Но мир несправедлив. У обочины дороги нет диких земляничников. Здесь недостаточно болотисто. Но все же этот мир может дарить немного удачи маленьким людям, иногда проявлять капельку жалости, потому что, пройдя часть обочины вне поля зрения заправочной станции, оставив Мисти, машущую рукой из окна и кричащую: Давай уже, черт возьми, сколько можно, я нахожу дикую ежевику. Мама всегда говорила мне, что ее можно использовать при расстройстве желудка, но только взрослым. Но если нет ничего другого, добавляла она, то можно сварить из нее чай и дать его детям. Немного, говорила она. Из листьев. Или из лозы? Или из корней? Так жарко, что я не могу вспомнить. Мне недостает прохлады поздней весны.
Вот такой вот он, мир. Дарит тебе куст ежевики, полузабытое воспоминание и ребенка, который не может ничего удержать в желудке. Я опускаюсь на колени у обочины дороги, хватаюсь за колючие стебли как можно ближе к земле и тяну. Лоза колет мне руки, рвет кожу, пуская мне кровь маленькими смазанными точками. Мои ладони горят. В этом мире, – сказала мама, когда у меня начались первые месячные в двенадцать, – живые становятся дураками, а мертвые – святыми. Этот мир мучает людей.

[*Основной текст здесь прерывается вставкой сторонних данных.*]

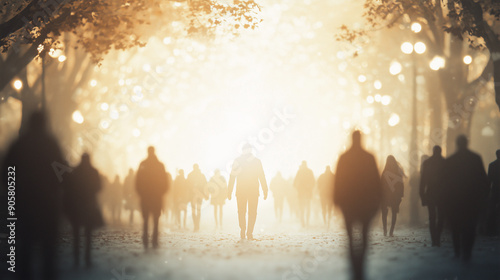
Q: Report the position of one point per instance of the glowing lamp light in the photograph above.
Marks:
(416, 27)
(393, 120)
(18, 84)
(77, 117)
(420, 47)
(395, 68)
(467, 59)
(437, 63)
(407, 48)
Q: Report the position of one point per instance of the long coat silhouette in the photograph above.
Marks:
(151, 186)
(494, 195)
(466, 183)
(247, 171)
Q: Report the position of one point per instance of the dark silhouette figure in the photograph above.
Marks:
(82, 209)
(466, 183)
(278, 186)
(40, 172)
(431, 193)
(151, 185)
(357, 193)
(248, 171)
(325, 186)
(114, 199)
(494, 196)
(304, 183)
(181, 198)
(130, 195)
(197, 183)
(217, 187)
(393, 192)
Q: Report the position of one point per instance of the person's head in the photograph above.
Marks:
(151, 151)
(436, 150)
(246, 149)
(356, 138)
(462, 142)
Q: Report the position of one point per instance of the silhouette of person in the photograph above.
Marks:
(181, 198)
(82, 209)
(414, 183)
(357, 192)
(34, 158)
(197, 184)
(494, 195)
(431, 193)
(466, 183)
(325, 186)
(248, 172)
(151, 185)
(130, 195)
(278, 186)
(304, 183)
(392, 190)
(217, 187)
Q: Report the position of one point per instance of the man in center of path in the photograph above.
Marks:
(248, 171)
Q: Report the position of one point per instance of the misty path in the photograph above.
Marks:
(281, 252)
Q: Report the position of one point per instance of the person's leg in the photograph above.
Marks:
(456, 237)
(76, 244)
(49, 243)
(385, 210)
(432, 223)
(468, 237)
(156, 221)
(242, 212)
(88, 244)
(302, 211)
(308, 210)
(215, 216)
(252, 215)
(394, 212)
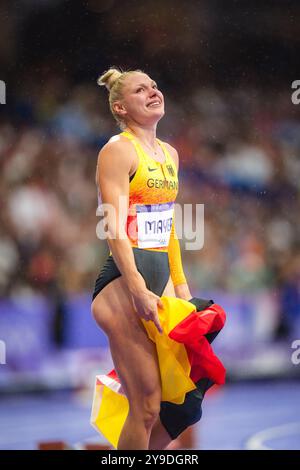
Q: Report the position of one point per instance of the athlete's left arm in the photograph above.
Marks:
(176, 270)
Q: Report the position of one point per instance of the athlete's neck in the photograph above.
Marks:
(144, 134)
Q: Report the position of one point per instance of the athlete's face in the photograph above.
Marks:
(142, 101)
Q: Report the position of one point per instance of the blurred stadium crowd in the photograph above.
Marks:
(226, 72)
(239, 152)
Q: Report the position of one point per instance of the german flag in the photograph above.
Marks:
(185, 357)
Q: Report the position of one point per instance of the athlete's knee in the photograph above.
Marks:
(101, 313)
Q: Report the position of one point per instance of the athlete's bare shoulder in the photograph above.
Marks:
(116, 156)
(118, 143)
(173, 152)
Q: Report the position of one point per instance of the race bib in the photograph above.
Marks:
(154, 222)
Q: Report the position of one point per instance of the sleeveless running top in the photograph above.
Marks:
(152, 192)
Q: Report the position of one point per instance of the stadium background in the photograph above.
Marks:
(226, 69)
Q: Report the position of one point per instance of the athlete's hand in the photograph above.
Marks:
(146, 303)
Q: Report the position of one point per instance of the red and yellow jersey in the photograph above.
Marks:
(152, 193)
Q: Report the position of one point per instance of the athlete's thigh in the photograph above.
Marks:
(169, 289)
(133, 353)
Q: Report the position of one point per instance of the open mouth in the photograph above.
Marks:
(154, 104)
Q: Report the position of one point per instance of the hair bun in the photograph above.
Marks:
(109, 78)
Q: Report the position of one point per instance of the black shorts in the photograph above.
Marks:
(154, 267)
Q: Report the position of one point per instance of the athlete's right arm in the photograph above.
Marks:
(115, 161)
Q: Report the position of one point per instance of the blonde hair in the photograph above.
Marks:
(113, 80)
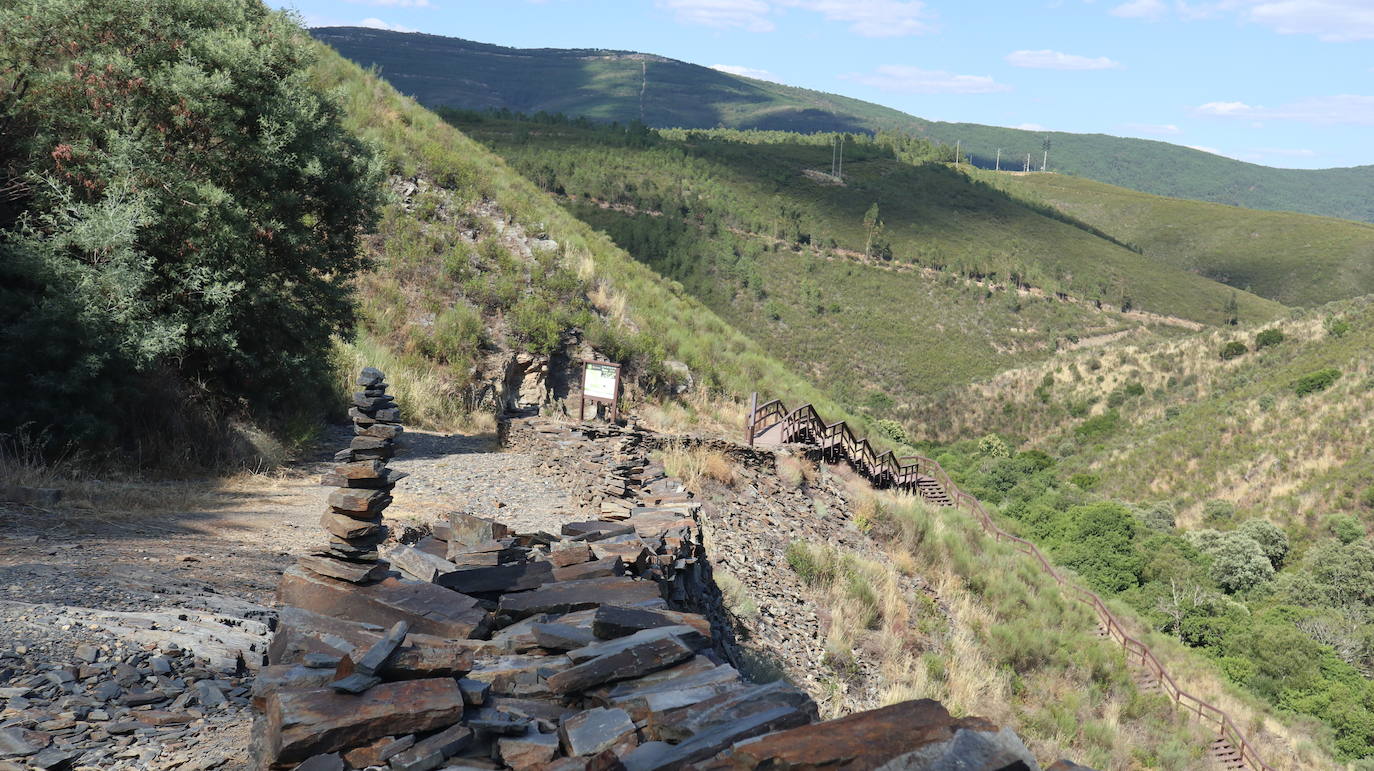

Хотя слова были жестокими, я видела в ее лице надежду, с которой она их произнесла. Она думала, что если даст мне как можно больше знаний о растениях, если даст мне карту мира, такого, каким она сама его знала, мира, упорядоченного в соответствии с божественным замыслом, в котором во всем есть душа, я смогу покорить его. Но я терпеть ее не могла в юности из-за ее уроков и этой нелепой надежды. А потом – за то, что она продолжала упрямо верить в доброту мира, который проклял ее раком, скрутил ее, словно старую сухую тряпку, и бросил разлагаться.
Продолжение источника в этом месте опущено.